Sweeney on game engines
Tim Sweeney is a technological genius, but what's he been up to? And what does he think about his engine's future?
In a recent interview with GameSpy, Tim Sweeney, Epic's technological genius spoke openly about his company's work with the Unreal technology with reference to NVIDIA's NV20 chipset, Microsoft's Xbox and other hardware. Ever-anxious not to overpromise, Tim made a point of saying that although his company is working on some very clever pixel-shader rendering techniques for DirectX 8 amongst other things, the hardware isn't in place yet, so he wants to keep the hype to a minimum. As was shown in demonstrations of the UT Tech modeling capabilities a few weeks ago at Daily Radar, Tim's been busying himself with skeletal animation, something he takes very seriously, calling it "one of the three major areas of focus for our next-gen engine". Although it's already included in the PlayStation 2 version of Unreal Tournament and has been implemented in the FPS genre since the latter stages of 1998 it's an ongoing project with no real finite aim other than improvement.
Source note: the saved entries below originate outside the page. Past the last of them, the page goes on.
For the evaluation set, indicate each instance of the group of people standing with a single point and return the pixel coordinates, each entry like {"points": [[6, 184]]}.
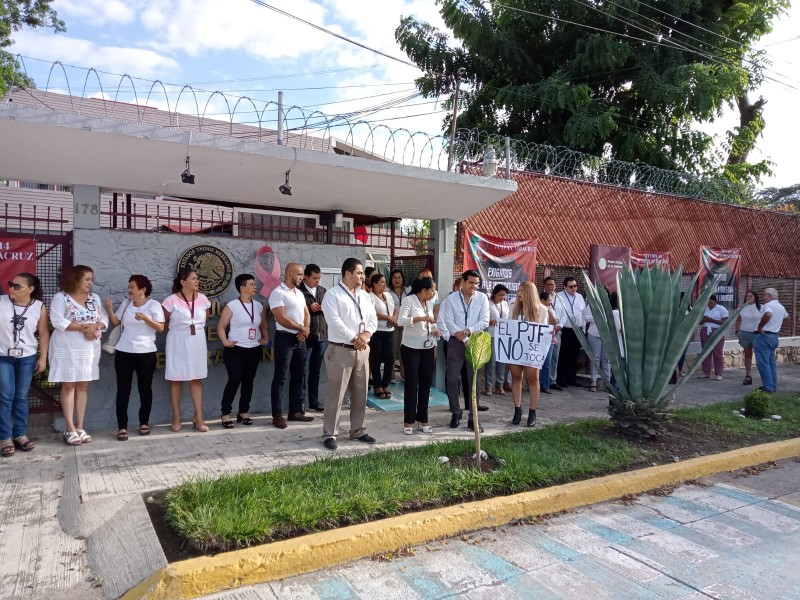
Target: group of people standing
{"points": [[357, 329]]}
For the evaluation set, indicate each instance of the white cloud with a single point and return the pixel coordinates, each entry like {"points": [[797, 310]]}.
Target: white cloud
{"points": [[136, 61], [96, 12]]}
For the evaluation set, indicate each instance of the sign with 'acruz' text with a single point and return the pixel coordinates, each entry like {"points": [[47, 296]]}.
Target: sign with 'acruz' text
{"points": [[522, 342]]}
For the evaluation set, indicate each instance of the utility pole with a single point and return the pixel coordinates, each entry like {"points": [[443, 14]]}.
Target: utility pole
{"points": [[280, 118], [459, 74]]}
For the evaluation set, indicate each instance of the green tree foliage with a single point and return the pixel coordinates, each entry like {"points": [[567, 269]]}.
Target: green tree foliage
{"points": [[14, 15], [786, 199], [633, 77]]}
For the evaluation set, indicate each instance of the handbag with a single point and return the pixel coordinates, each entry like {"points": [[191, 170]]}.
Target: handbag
{"points": [[113, 337]]}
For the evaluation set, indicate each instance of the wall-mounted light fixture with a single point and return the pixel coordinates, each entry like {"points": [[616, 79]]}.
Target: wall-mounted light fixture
{"points": [[186, 176]]}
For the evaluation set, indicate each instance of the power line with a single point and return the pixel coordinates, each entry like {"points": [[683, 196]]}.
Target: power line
{"points": [[334, 34]]}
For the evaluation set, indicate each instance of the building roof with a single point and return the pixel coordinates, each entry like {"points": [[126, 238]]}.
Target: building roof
{"points": [[567, 216]]}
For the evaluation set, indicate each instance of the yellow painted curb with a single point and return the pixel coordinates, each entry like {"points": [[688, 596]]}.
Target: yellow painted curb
{"points": [[206, 575]]}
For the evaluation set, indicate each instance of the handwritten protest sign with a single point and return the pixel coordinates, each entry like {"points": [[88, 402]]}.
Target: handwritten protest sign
{"points": [[522, 342]]}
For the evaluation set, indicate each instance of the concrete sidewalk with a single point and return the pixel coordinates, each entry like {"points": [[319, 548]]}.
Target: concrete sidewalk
{"points": [[70, 516]]}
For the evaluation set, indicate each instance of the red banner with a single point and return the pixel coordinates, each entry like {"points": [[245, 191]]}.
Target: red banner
{"points": [[722, 264], [640, 260], [17, 255], [605, 262], [500, 260]]}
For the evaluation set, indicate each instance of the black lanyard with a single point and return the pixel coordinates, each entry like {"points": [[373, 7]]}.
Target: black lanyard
{"points": [[17, 322], [191, 306], [356, 301], [465, 305]]}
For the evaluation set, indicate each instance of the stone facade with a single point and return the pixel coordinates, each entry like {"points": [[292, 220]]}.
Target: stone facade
{"points": [[115, 255]]}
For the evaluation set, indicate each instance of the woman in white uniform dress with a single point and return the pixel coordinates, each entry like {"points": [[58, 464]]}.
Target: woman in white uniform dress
{"points": [[78, 320], [186, 312]]}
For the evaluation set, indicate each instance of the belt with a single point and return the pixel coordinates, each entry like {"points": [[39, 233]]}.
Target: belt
{"points": [[342, 345]]}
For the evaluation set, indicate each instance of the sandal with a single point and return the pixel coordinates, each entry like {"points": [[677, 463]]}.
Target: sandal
{"points": [[6, 448], [72, 438], [21, 442]]}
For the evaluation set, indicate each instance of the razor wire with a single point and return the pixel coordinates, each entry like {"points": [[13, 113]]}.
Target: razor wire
{"points": [[350, 134]]}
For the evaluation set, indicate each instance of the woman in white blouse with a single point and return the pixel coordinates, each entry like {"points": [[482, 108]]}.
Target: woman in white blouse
{"points": [[22, 316], [140, 317], [746, 328], [494, 373], [419, 343], [381, 344], [78, 320], [186, 312]]}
The latest additions to suite of development tools surrounding the UT engine are Maya and 3D Studio Max exporters allowing artists to work with the character models in their preferred modeling package. When asked where he felt the industry was going and specifically where his engine would be in 5 years time, Tim first pointed out that as long as we still have gamers driving the industry with their enthusiasm things can't go too far wrong. His verdict about the future? Enormous design teams working on 30,000 polygon character models and games which are visually realistic and very adaptive. Keeping up with the hardware will be an issue, but so will be productivity, and as such the tools will be one of the most important factors in the long run.